The rest of the Study Group is taking a Nicholas Cage: Good or Bad? class, taught by the ever charismatic Professor Sean Garrity. Abed is warned not to take the class too seriously, and to limit himself to only a few Cage films at a time. But Abed has to answer the question: is Nicholas Cage a good actor, or a bad one? In the end, it doesn’t matter. Shirley somehow likens Cage’s effect on others to Jesus, which makes sense somehow. The appeal is there, but also not there, so no one can ever be wrong about their opinion on Nicholas Cage. It’s nice that Shirley’s the one who’s able to calm Abed down, and hopefully that’s a nod to when Abed made his out of control Jesus film. They humble each other, Shirley and Abed.
Meanwhile, Jeff becomes friends with his officemate, Professor Hickey, who shows him the glamorous side of being a Greendale teacher. This involves morning booze, blowing off class, and stealing Leonard’s meatballs. (“Please, they’re all I have.”)
Of course, it’s Annie who takes the initiative to set Jeff Winger straight. It makes sense, since she’s the most academically driven one of the group & she takes following the rules very seriously. She doesn’t like that Jeff is hanging out with Hickey, her old professor who gave her an A- when she knows she earned an A. She also doesn’t like that Jeff doesn’t take teaching seriously, so she enrolls in his class to call him out. Jeff respects Annie and hates disappointing her, until it gets the point where he’s had enough. In the middle of embarrassing Jeff for not teaching, he turns her argument against her and wins. Jeff Winger knows how to be a lawyer, and he likes it. There, his first real teaching lesson.
In the first two episodes, Jeff nearly went back to his old Jeff Winger ways–showing people the truth (for his own advantage) and blowing off as much responsibility as he can. But the people who call him out, the people who’ve grounded him for the past five years bring him back. Annie’s insubordination in class leads Jeff into actually giving a lesson in law, and seeing Greendale students freak out about minuses in grades inspires him to give inspirational speeches to bring people together. There’s no selfishness in his agenda for now because Greendale always takes him when he’s done. It gave him a degree in law (didn’t do much to be honest) and a teaching job with meals included. That’s a love for crappy people at a crappy place.

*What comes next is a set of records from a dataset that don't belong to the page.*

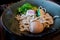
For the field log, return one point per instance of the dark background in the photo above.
(4, 35)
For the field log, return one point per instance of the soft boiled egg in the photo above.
(36, 27)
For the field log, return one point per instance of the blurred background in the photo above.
(5, 35)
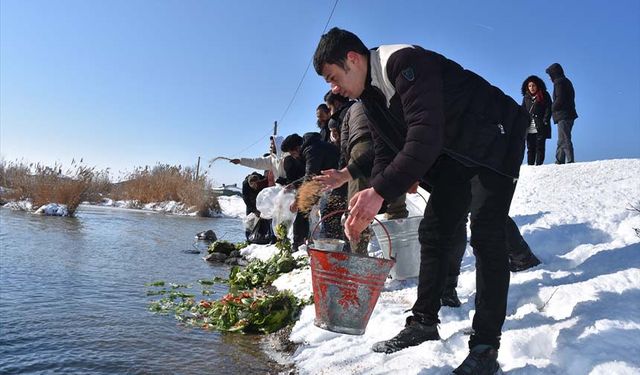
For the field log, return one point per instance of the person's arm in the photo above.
(313, 161)
(262, 163)
(361, 159)
(559, 93)
(547, 109)
(249, 198)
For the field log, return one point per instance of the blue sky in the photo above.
(132, 83)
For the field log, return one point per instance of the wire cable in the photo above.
(295, 93)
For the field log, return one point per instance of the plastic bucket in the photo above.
(403, 233)
(346, 287)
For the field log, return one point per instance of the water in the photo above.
(73, 300)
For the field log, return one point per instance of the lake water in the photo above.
(73, 299)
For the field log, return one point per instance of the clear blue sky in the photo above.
(133, 83)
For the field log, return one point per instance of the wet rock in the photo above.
(233, 261)
(215, 257)
(207, 235)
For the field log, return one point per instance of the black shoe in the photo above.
(522, 262)
(450, 298)
(414, 333)
(482, 360)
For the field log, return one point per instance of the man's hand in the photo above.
(333, 178)
(363, 207)
(414, 188)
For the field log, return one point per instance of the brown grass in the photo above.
(165, 182)
(43, 184)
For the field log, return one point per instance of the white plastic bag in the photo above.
(282, 213)
(265, 202)
(250, 221)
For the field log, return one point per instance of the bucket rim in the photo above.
(334, 213)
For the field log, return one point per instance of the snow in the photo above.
(577, 313)
(232, 206)
(52, 209)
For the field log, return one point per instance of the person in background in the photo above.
(432, 120)
(537, 102)
(323, 114)
(564, 112)
(318, 155)
(251, 186)
(294, 168)
(338, 106)
(272, 163)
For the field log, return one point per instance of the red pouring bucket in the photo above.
(346, 286)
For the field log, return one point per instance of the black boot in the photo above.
(414, 333)
(522, 260)
(449, 296)
(482, 360)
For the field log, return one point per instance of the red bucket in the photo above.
(346, 286)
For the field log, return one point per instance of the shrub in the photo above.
(165, 182)
(44, 184)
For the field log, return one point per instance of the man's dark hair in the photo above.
(333, 48)
(535, 79)
(292, 141)
(323, 107)
(331, 98)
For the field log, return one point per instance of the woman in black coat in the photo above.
(537, 101)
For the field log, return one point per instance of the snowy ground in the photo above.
(577, 313)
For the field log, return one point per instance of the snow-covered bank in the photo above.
(577, 313)
(232, 206)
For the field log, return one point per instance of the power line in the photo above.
(304, 75)
(295, 93)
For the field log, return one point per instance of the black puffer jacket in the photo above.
(355, 129)
(317, 154)
(564, 105)
(540, 112)
(431, 106)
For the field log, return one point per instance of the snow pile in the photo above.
(232, 206)
(577, 313)
(19, 205)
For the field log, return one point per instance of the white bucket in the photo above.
(406, 247)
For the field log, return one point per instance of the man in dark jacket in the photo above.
(564, 112)
(323, 115)
(433, 121)
(251, 186)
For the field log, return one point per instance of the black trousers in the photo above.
(535, 149)
(457, 190)
(515, 243)
(300, 230)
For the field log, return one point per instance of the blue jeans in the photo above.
(564, 152)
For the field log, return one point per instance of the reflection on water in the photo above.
(73, 300)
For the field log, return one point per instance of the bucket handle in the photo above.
(334, 213)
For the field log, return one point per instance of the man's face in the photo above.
(349, 81)
(323, 116)
(295, 152)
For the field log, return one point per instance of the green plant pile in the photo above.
(245, 311)
(260, 273)
(248, 311)
(225, 247)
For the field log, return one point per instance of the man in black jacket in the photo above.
(564, 112)
(433, 121)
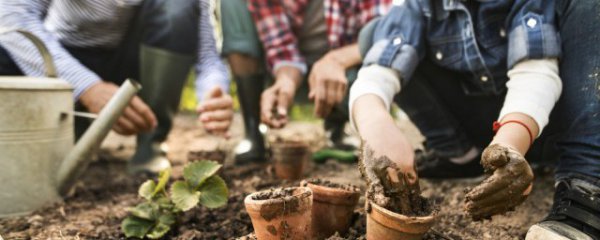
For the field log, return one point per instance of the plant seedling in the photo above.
(154, 217)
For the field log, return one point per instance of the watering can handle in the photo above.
(49, 66)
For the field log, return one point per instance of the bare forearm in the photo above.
(515, 135)
(368, 110)
(347, 56)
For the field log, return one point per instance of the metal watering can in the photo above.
(38, 159)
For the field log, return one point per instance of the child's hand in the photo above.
(216, 112)
(509, 185)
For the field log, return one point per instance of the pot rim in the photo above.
(400, 221)
(332, 195)
(304, 193)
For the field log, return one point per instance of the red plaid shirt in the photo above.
(277, 21)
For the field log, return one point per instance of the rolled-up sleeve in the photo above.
(210, 68)
(398, 39)
(533, 33)
(28, 16)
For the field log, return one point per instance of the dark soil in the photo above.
(217, 156)
(330, 184)
(104, 193)
(273, 194)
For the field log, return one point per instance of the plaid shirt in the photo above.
(277, 21)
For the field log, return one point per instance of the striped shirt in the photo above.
(93, 24)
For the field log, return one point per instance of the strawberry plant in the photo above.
(154, 217)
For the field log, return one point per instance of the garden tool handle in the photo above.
(49, 67)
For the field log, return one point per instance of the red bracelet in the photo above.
(498, 125)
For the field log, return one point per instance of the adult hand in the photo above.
(328, 84)
(509, 185)
(136, 118)
(276, 100)
(216, 111)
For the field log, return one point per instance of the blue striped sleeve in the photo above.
(29, 16)
(211, 71)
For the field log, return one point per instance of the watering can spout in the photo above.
(79, 157)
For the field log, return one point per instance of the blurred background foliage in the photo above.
(302, 111)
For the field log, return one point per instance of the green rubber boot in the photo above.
(162, 75)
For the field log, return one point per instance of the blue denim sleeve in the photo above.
(533, 33)
(398, 39)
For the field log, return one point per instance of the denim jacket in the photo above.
(484, 38)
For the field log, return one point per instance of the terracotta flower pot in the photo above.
(289, 159)
(383, 224)
(281, 214)
(333, 207)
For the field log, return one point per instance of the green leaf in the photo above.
(214, 192)
(184, 197)
(136, 227)
(145, 210)
(167, 218)
(163, 178)
(196, 173)
(147, 189)
(158, 231)
(164, 202)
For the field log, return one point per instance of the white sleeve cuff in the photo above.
(533, 89)
(299, 65)
(374, 79)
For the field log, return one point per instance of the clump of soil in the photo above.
(390, 188)
(273, 194)
(327, 183)
(105, 192)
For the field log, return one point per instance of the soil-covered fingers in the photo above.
(216, 115)
(217, 127)
(211, 104)
(506, 188)
(510, 196)
(485, 212)
(495, 156)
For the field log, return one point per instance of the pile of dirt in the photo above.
(330, 184)
(105, 192)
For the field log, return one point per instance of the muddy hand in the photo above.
(509, 185)
(387, 185)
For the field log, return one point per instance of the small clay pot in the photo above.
(383, 224)
(289, 159)
(333, 208)
(281, 217)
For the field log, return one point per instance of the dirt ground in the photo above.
(104, 193)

Other observations & highlights:
- Ah, the gas leak year—which affectionately refers to season 4 (I was actually wondering how that would be handled, and I’m glad the dig both allows the season to exist but also notes that that was not how the characters would have acted if Dan Harmon still was at the helm. It didn’t erase season 4 but it does mean we must move on from the events that took place. There are many reasons why I love season 4 of community—one, it allowed the show to still exist—but repiloting was a necessary step after the show lost its focus somewhere in season 3.)
- Have you ever anarchied so hard? Greendale students passionately protesting their school has ranged from setting their school apaint to knocking over trash cans with little to zero damage (I’m looking at you, Neil.)
- I still wonder how Troy will be leaving the study group, especially his friendship with Abed. As the anti-Winger, Troy is pure of heart and can lead a group without needing to belittle, condescend, or mask his insecurities. I loved his story arc with the Repairmen Annex, but that’s still too close to Greendale to have Troy move on there and never return.
- “I see your value now.”
- Abed’s Nicholas Cage scene. “That was brilliant.”
- Every dig at Donald Glover’s departure was like a sledgehammer to my heart. “I am much sadder than the rest of of you. I will figure out why later.”